Lui ridacchia, quella sua solita risata secca e strafottente. «Tagg itt ca te sta zitt.»

Mi spinge contro un muro, schiacciandomi con il corpo.

Non riesco a muovermi, sono completamente intrappolata dalla sua stretta.

«Stronza, statt ferm. Nun t facc nient», sussurra, ma la sua voce ha un tono minaccioso, qualcosa che mi fa gelare il sangue.

Poi, con un movimento rapido, mi solleva di peso, caricandomi sulla sua spalla come se fossi un sacco di patate.

«Ma ch sfaccimm faij?!», grido, dimenandomi, cercando di liberarmi.

Le mie gambe scalpitano, i pugni battono sulla sua schiena, ma lui non sembra neanche sentirli.

Continuo a scalciare, colpisco la sua gamba con il piede, e lui perde la pazienza.

Senza dire niente, mi molla una pacca sul sedere.

Forte.

«Se non ti calmi, t n rong n'at», dice, ridacchiando.

Sento il sangue ribollirmi. «Sei un pezzo di merda!
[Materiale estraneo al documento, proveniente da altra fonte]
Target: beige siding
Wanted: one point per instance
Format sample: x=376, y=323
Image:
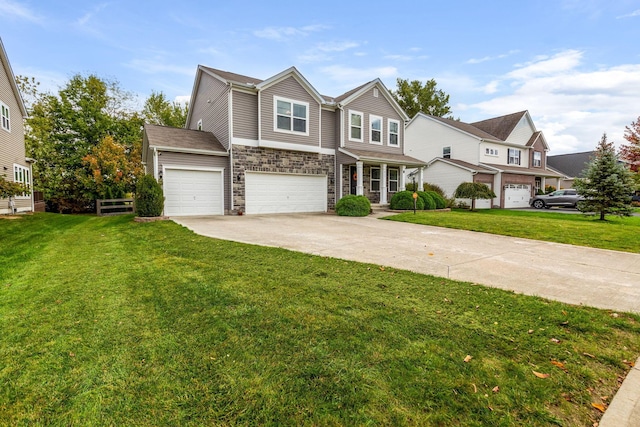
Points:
x=368, y=104
x=198, y=160
x=289, y=88
x=329, y=134
x=212, y=107
x=245, y=115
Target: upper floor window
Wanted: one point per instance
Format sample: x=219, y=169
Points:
x=376, y=129
x=394, y=132
x=355, y=126
x=291, y=116
x=21, y=175
x=537, y=159
x=513, y=156
x=4, y=110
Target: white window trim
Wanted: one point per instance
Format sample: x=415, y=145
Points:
x=26, y=178
x=389, y=133
x=5, y=121
x=291, y=101
x=372, y=118
x=371, y=180
x=352, y=112
x=397, y=180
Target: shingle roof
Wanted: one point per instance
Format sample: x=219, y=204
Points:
x=164, y=136
x=572, y=164
x=500, y=127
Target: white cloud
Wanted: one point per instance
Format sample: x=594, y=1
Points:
x=18, y=10
x=287, y=33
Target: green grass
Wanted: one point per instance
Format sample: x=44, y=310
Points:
x=109, y=322
x=616, y=233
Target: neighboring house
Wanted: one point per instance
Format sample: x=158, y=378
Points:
x=14, y=165
x=507, y=153
x=571, y=166
x=277, y=145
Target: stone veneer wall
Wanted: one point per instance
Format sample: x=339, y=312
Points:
x=259, y=159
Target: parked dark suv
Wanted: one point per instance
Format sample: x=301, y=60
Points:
x=564, y=198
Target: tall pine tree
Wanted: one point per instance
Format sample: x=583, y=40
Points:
x=607, y=184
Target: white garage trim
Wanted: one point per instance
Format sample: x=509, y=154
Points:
x=267, y=192
x=193, y=190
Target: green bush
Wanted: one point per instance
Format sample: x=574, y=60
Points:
x=149, y=198
x=441, y=202
x=352, y=205
x=429, y=203
x=403, y=200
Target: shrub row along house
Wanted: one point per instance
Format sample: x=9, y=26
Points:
x=14, y=165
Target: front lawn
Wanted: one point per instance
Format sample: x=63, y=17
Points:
x=618, y=234
x=109, y=322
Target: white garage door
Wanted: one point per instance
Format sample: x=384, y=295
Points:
x=517, y=195
x=193, y=192
x=284, y=193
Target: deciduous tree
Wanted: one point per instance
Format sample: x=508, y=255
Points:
x=607, y=183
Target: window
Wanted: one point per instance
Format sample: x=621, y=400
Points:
x=376, y=130
x=393, y=180
x=375, y=179
x=537, y=159
x=355, y=126
x=394, y=132
x=513, y=156
x=4, y=110
x=291, y=116
x=21, y=175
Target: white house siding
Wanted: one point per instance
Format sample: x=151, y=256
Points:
x=426, y=137
x=446, y=176
x=245, y=113
x=198, y=161
x=289, y=88
x=212, y=107
x=377, y=106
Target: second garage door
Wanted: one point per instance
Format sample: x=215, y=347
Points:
x=285, y=193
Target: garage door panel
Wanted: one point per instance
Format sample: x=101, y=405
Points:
x=285, y=193
x=193, y=192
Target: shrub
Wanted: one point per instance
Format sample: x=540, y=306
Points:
x=441, y=202
x=149, y=198
x=403, y=200
x=429, y=203
x=352, y=205
x=433, y=187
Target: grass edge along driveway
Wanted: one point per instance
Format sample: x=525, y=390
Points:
x=109, y=322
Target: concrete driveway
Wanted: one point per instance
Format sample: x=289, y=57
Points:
x=571, y=274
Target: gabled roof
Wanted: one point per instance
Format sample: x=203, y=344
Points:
x=500, y=127
x=184, y=140
x=4, y=60
x=572, y=165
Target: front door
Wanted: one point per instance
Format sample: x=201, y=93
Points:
x=353, y=180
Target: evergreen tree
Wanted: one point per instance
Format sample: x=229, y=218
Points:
x=607, y=184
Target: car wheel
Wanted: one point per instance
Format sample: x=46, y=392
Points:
x=538, y=204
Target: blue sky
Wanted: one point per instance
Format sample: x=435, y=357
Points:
x=574, y=64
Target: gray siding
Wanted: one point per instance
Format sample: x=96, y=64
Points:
x=245, y=115
x=368, y=104
x=291, y=89
x=214, y=114
x=197, y=160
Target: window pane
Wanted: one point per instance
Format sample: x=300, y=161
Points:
x=284, y=122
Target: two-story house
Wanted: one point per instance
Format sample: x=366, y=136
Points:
x=277, y=146
x=507, y=153
x=14, y=165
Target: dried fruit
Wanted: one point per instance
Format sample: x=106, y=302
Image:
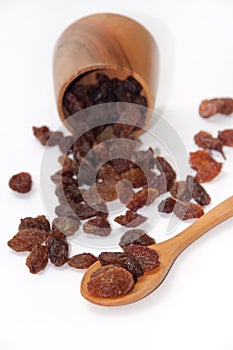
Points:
x=98, y=226
x=110, y=281
x=167, y=172
x=207, y=168
x=135, y=236
x=136, y=176
x=130, y=219
x=197, y=191
x=37, y=259
x=186, y=211
x=124, y=190
x=58, y=250
x=40, y=222
x=107, y=190
x=127, y=261
x=206, y=141
x=211, y=107
x=66, y=224
x=226, y=137
x=25, y=239
x=144, y=197
x=21, y=182
x=167, y=205
x=82, y=261
x=42, y=134
x=147, y=257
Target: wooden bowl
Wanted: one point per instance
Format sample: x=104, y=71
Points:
x=110, y=43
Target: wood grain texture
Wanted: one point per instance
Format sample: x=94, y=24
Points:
x=168, y=252
x=116, y=44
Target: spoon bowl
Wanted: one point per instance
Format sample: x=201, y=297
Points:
x=168, y=252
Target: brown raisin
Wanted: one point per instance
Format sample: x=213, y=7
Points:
x=25, y=239
x=207, y=168
x=42, y=134
x=166, y=205
x=208, y=108
x=147, y=257
x=186, y=211
x=206, y=141
x=197, y=191
x=40, y=222
x=136, y=176
x=135, y=236
x=130, y=219
x=107, y=190
x=58, y=250
x=110, y=281
x=67, y=225
x=124, y=190
x=127, y=261
x=226, y=137
x=167, y=171
x=21, y=182
x=98, y=226
x=146, y=196
x=37, y=259
x=82, y=261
Lasciami andare subito!» Questa volta le parole escono fuori chiare, piene di veleno.

Lui ride ancora, quella sua risata odiosa che mi manda fuori di testa.

Mi infila di forza nella sua macchina parcheggiata dietro l'angolo.

Quando cerco di aprire la portiera per scappare, mi afferra per un polso e mi tira di nuovo verso di lui, chiudendo la portiera con un colpo secco.

Sono intrappolata.

«Dove cazzo mi porti?» lo incalzo, guardandolo con furore.

Ma lui non risponde subito, accende il motore e parte, con una calma irritante.

Fisso fuori dal finestrino mentre cerco di riprendere fiato.

Il cuore mi batte all'impazzata, e la rabbia mi esplode dentro.

«Ciro, dimmi subito dove mi stai portando o mi metto a urlare.»

La mia voce è tagliente, ma lui continua a guidare, lo sguardo fisso sulla strada.